Team:Macquarie Australia/Experimental



  • ALA - aminolevulinic acid
  • CPIII - coproporphyrin III
  • PPIX - protoporphyrin IX

  • After generating our theoretical ALA-protoporphyrin model and ALA-Mg-protoporphyrin model, we needed to test them experimentally. Protoporphyrin IX (PPIX), one important precursors in the chlorophyll biosynthesis pathway, is also utilised in the production of heme in E. Coli. Ferrochelatase (encoded by hemH) is the last enzyme in the heme pathway, and responsible for the conversion of PPIX to heme. Therefore, by creating a dysfunctional ferrochelatase, we expect to interrupt the heme pathway, and thus push more PPIX into our chlorophyll pathway. For our experiment, we developed a mutant hemH E. coli strain that would theoretically be incapable of producing heme, and generating more PPIX instead. We visually observed the conversion of ALA to PPIX through a colour change from creamy to red. We also quantitatively assessed our experiment through spectrofluorescence.


    To measure the production of protoporphyrin IX and Mg-protoporphyrin IX based on the parameters of our models.


    We produced four liquid cultures, one comprised of the mutant hemH E. coli strain, one with hemH and our Mg-cheletase plasmid, on with the hemH mutant, Mg-chelatase plasmid and IPTG, and the last as a control with competent DH5a E. coli cells. For each E. coli , we had ALA concentrations of 0mM, 2mM and 5mM as well as four separate tubes for removal on days 1, 3, 5 and 7 resulting in 45 tubes total (Mg-chelatase plasmid + IPTG had only 5 days). When the cultures had an optical density of approximately 0.8, we added components following the table below:


    We added IPTG for induction of the Mg-chelatase enzyme components from the Mg-cheletase plasmid. This would ensure that the lac operon was induced and transcribed the genes necessary for the chlorophyll biosynthesis pathway. We added AMP as the cells were grown with ampicillin resistance, ensuring that only the cells we wanted grew and any others that were present were eradicated.

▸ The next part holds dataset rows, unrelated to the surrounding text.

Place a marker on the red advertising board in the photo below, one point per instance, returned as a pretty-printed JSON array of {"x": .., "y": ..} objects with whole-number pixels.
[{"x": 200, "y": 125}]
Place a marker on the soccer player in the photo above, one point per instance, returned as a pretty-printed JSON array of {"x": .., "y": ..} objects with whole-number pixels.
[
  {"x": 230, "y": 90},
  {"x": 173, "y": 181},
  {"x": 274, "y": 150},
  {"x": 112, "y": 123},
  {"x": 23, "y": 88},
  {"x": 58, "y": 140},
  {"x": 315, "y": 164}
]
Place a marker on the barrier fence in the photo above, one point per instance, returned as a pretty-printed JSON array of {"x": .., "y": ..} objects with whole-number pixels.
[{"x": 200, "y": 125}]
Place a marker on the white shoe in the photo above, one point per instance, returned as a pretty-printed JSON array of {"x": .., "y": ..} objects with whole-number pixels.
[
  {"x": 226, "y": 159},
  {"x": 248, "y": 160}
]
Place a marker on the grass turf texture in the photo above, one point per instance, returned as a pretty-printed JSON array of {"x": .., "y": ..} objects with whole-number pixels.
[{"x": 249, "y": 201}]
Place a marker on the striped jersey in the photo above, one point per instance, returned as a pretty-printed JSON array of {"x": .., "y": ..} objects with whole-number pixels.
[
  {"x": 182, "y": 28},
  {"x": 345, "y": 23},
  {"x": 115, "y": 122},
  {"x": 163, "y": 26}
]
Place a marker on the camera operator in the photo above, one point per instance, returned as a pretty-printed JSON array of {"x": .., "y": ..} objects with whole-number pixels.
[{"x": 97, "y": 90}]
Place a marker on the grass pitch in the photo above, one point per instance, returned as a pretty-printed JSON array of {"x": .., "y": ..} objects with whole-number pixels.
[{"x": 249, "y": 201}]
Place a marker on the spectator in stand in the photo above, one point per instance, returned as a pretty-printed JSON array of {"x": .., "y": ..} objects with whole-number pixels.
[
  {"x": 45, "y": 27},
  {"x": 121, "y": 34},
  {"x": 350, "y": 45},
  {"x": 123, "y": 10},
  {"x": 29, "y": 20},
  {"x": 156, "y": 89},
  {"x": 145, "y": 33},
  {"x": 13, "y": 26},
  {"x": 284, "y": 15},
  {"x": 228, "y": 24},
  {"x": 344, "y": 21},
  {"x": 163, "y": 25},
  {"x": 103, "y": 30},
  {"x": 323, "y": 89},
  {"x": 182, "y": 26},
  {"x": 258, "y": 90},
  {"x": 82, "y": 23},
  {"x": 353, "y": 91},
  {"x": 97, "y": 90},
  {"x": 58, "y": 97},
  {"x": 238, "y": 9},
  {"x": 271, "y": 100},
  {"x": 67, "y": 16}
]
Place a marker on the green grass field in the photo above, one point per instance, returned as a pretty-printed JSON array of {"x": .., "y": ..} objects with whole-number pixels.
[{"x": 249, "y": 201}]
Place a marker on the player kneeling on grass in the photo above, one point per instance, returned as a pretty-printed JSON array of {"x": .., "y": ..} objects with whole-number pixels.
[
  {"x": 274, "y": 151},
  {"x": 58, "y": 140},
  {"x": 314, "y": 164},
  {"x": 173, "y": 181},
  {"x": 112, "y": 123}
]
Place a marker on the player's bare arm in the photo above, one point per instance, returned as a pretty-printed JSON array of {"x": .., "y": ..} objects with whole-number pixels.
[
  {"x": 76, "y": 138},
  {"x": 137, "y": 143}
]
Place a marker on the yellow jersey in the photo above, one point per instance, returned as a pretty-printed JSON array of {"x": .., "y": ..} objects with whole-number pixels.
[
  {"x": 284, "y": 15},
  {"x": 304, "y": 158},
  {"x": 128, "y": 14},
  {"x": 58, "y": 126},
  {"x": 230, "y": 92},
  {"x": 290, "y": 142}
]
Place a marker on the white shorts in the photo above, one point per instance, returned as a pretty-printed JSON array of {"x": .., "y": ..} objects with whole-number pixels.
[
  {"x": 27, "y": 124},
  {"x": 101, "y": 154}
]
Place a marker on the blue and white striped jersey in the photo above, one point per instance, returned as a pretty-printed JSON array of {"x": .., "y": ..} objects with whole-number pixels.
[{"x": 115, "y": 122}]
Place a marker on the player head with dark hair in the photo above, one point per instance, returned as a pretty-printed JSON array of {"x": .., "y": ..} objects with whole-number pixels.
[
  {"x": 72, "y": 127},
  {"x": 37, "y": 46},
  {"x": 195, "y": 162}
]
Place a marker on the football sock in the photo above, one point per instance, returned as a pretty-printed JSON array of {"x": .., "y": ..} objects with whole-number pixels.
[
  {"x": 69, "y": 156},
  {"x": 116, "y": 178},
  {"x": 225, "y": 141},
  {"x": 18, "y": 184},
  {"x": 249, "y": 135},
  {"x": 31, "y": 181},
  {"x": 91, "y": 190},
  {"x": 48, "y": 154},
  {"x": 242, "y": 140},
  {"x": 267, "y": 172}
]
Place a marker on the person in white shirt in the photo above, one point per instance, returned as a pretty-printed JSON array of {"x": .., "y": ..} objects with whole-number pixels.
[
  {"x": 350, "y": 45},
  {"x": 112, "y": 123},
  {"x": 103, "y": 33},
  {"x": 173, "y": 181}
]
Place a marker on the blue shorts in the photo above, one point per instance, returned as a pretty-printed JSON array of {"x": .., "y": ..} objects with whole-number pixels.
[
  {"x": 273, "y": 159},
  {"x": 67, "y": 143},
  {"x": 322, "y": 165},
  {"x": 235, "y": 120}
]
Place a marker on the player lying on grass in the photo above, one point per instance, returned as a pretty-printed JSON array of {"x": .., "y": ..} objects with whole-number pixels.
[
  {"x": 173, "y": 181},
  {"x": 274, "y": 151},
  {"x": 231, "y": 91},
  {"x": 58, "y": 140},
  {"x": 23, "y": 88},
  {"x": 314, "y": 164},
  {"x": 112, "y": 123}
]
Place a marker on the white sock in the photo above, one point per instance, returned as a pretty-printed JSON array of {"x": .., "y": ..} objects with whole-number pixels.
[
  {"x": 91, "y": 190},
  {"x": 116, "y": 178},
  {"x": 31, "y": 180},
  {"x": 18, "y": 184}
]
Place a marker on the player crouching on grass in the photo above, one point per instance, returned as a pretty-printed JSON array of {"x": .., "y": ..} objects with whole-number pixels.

    After incubation for the week, we analysed the colour changes of our colonies visually from a creamy, opaque colour to a red colour due to the presence of PPIX. We resuspended each sample and took 50μl and added 450μl of methanol and centrifuged on high speed. We measured spectrofluorescence of each of the supernatants at wavelengths of 404nm for PPIX and 420nm for Mg-PPIX. Data was obtained for both wavelengths and graphs were produced plotting wavelengths 620nm (for CPIII) and 630nm (for PPIX) on GraphPad Prism. For the Mg-chelatase plasmid induced with IPTG, we produced a graph showing the emission values at an excitatory wavelength of 590nm to generate a graph showing MgPPIX.